The Brainstormer Tribots are the 'real world' alter ego of our Brainstormers 2D simulation league team with the ambition of bringing neural reinforcement learning to autonomous robots. In 2007, German Chancellor Dr. Angela Merkel (see on the right together with MR and Christian Wulff) became the first robot godparent to 'Tribot No. 4'.
The Brainstormer Tribots RoboCup team was established in 2002 and has been the world champion in the RoboCup MiddleSizeLeague in 2006 and 2007. Based on our experiences in the RoboCup simulation league, we started with a student project group at the University of Dortmund under the supervision of Prof. Dr. Martin Riedmiller and Roland Hafner, Sascha Lange, Martin Lauer . The team moved to the University of Osnabrück in 2003.
The name Brainstormers Tribots is a combination of our simulation team (the Brainstormers) and the midsize team (the Tribots).

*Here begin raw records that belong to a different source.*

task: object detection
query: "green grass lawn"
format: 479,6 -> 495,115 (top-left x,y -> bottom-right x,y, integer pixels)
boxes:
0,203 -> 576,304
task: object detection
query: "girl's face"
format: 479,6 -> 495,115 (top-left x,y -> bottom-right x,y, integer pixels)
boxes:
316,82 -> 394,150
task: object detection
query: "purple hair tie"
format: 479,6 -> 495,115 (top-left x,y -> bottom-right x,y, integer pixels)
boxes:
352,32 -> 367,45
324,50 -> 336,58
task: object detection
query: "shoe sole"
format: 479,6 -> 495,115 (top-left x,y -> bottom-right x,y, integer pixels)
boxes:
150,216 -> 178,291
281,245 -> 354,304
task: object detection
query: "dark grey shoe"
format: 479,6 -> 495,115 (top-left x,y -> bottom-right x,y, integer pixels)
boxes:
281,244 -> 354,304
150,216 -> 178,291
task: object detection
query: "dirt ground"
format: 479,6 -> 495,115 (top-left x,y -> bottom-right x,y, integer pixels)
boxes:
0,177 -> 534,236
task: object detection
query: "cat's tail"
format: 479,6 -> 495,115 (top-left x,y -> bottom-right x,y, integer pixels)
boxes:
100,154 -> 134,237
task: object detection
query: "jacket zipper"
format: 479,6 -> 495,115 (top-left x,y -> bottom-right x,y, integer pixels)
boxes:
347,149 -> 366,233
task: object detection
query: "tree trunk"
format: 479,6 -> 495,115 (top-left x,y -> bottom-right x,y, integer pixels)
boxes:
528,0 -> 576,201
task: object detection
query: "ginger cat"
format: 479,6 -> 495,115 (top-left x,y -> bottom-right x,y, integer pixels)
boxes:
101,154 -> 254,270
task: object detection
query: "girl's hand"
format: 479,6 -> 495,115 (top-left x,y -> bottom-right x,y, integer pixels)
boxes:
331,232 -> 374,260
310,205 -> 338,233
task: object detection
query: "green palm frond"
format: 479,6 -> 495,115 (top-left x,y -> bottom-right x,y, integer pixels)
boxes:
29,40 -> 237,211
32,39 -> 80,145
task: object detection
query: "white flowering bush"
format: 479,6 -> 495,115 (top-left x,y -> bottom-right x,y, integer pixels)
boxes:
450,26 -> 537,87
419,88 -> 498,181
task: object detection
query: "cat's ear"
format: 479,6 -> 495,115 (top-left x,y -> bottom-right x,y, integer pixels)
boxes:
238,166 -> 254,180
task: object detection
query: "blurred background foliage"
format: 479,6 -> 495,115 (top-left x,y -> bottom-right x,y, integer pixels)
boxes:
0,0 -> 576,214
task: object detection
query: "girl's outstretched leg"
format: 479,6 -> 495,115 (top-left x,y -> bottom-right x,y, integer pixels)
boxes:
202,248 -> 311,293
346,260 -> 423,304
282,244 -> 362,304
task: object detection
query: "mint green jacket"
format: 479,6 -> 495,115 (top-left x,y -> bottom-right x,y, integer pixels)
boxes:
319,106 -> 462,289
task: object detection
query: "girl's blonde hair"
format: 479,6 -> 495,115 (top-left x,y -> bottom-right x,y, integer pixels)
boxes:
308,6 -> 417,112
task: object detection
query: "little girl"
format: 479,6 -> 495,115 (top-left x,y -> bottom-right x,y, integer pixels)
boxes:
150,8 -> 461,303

Our robots are based on an omnidirectional drive, an omnidirectional camera, a perspective camera to allow stereo vision, and odometers as sensors. They work completely autonomously. We have successfully participated in many international robotic soccer contests, and we became world champion twice (2006 and 2007) and European champion four times (2004-2007).
This video shows the evolution of the Brainstormers Tribots, a team participating in the RoboCup MidSize league. Starting in 2003 with the ambition to develop self-learning controllers for autonomous robots, the Brainstormers were one of the most successful teams worldwide in the years 2005-2008, winning two world championships in 2006 and 2007.
Neural Reinforcement learning agent based on Neural Fitted Q Iteration (NFQ) learns to dribble a ball directly on a real robot. The robot learns completely from scratch, just by experiencing the learning signal whether it moves into the right direction and the ball stays close.
Basically every Tribot consists of an omnidirectional three-wheel chassis, a tri-motor-conroller, a JVC-Laptop and an omnidirectional camera system. A pneumatic kicking device is attached to the front of the robot. Communication between the robots is established by wlan-interfaces.
All soccer robots are based on a control software that was completely developed at the University of Osnabrück. It analyses camera images, fuses all kinds of information into a consistent model of the world, creates the robot behavior, and controls the motors. All of these calculations are repeated 30 times per second. The program is robust, reliable, and very quick. It consists of 100,000 lines of code and has been developed since 2003 by more the 20 students and researchers. It is written in C and C++ for Linux.
First of all, the robot must analyse the camera images to get information about its surroundings. The images themselves are arrays of colored pixels. However, the robot is interested in the objects (like goals, ball, other robots) which are shown in these images, not in the pixels themselves. Therefore, the pictures are searched for areas of characteristic colors. Red areas potentially show the ball, white areas potentially refer to white field markings, and black areas might show other robots. Afterwards, the form and size of all areas are checked. If color, form, and size are adequate, the program assumes an area to refer to a certain object in the world.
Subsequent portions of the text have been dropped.